Home

Awesome

NTDS 2019 - Team 32

Project description

Until recently, researchers have mostly relied on classical publication tools to share their work within their field. With the increased popularity of social media, however, researchers have been starting to use Twitter to further enhance their impact across the scientific community. However, it is not clear whether this increase in Twitter usage is just following a general trend in society or whether it represents a specific strategy that turned out to be useful for publication success. In the first part of this project, we conducted a basic assessment of this newly emerging network of scientists on Twitter – by means of similarity graph analyses and spectral clustering-based predictions of features concerning Twitter behavior reported for several thousands of computer scientists, in Hadgu & Jäschke (2014). In the second part, we tried to relate this Twitter activity to activity from outside of the Twitter network. Specifically, we probed whether time-series of how many Twitter posts are published every month by the computer scientists is a good predictor of either their h-index or of the number of citations they get every year on Google Scholar. To gain predictive power, we filtered the data using a network built from co-author relationships between the scientists, as the underlying structure of those time-series.

Usage

In order to reproduce the results of part 1, please run the basic_twitter_analysis juypter notebook, which will read in the twitter feature stored in data matrix_reci_final_preprocessed.csv. The list of features utilized are given as follows: the number of tweets, number of followers, number of friends, retweet-tweet ratio, number of conference hashtags, number of overall hashtags, number of conference mentions, number of reciprocal researcher followers, number of publications, number of organic tweets, number of global followers, number of global followees, number of researcher followers, ratio of male and female researchers, rate of PhD and professor followers, ratio of reciprocal male and female researcher followers, and ratio of reciprocal phd and professor followers.
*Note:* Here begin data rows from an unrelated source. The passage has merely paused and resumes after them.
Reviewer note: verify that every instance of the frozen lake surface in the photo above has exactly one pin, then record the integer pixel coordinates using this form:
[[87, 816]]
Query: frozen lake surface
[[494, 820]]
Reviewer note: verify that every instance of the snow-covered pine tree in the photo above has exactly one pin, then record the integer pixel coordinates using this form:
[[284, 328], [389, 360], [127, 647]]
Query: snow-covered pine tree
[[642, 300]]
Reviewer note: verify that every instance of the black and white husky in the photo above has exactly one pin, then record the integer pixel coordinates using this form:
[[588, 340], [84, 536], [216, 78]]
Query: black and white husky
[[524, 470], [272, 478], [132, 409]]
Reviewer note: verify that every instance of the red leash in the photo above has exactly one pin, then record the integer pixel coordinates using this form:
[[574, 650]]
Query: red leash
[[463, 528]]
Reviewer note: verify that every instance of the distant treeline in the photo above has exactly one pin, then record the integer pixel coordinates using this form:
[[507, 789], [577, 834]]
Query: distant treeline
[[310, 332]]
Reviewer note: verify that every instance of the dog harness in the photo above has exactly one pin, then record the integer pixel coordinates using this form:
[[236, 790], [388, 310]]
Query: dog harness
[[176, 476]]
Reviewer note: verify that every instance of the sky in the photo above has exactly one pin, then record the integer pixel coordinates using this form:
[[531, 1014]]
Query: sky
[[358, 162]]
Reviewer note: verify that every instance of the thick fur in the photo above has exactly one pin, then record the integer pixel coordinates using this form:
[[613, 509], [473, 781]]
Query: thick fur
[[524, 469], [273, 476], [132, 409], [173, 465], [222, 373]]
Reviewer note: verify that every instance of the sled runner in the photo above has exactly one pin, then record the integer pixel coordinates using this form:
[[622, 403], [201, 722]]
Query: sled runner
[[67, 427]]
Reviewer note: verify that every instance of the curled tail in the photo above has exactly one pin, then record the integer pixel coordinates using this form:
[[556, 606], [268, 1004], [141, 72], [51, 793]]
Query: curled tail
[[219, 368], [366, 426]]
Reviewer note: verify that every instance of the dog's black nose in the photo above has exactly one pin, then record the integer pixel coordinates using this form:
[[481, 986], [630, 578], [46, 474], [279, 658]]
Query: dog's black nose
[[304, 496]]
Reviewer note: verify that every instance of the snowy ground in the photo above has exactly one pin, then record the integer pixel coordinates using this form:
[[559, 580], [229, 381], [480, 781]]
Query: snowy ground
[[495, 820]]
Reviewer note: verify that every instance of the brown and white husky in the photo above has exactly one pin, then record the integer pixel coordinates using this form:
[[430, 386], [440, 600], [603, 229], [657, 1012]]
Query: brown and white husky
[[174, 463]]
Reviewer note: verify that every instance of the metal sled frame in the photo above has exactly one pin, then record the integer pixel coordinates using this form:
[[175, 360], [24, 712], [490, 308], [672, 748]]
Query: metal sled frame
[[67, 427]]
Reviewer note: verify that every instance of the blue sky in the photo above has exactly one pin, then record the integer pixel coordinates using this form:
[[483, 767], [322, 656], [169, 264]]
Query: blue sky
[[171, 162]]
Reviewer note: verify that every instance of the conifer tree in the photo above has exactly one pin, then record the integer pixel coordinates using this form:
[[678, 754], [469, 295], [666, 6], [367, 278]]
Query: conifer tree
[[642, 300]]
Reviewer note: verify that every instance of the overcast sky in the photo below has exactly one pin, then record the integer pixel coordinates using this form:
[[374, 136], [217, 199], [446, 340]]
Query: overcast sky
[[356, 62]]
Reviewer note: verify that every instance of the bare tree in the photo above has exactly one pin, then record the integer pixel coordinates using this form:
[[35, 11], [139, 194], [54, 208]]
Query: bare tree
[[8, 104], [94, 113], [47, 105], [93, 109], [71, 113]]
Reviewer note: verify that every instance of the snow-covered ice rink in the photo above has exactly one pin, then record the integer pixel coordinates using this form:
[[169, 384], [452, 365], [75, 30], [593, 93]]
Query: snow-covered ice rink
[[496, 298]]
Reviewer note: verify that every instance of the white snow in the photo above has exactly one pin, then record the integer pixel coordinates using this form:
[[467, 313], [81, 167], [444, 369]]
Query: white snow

To scrape the twitter data, please go to tweet_dumper, it will crawl the twitter data from the list.

To scrape the scholar data, simply run scholar_scraper.py (however, if you don't have a VPN service, this will be almost impossible).

To generate the granger causality matrix, run granger_correlation.py, and analyse it with granger_explore.py. To generate the results with the classifier, first run co_authorship.py to have the graph filter network, and then run graph_filtering.py, which will compute the graph filter and train the classifier both with and without the filtering.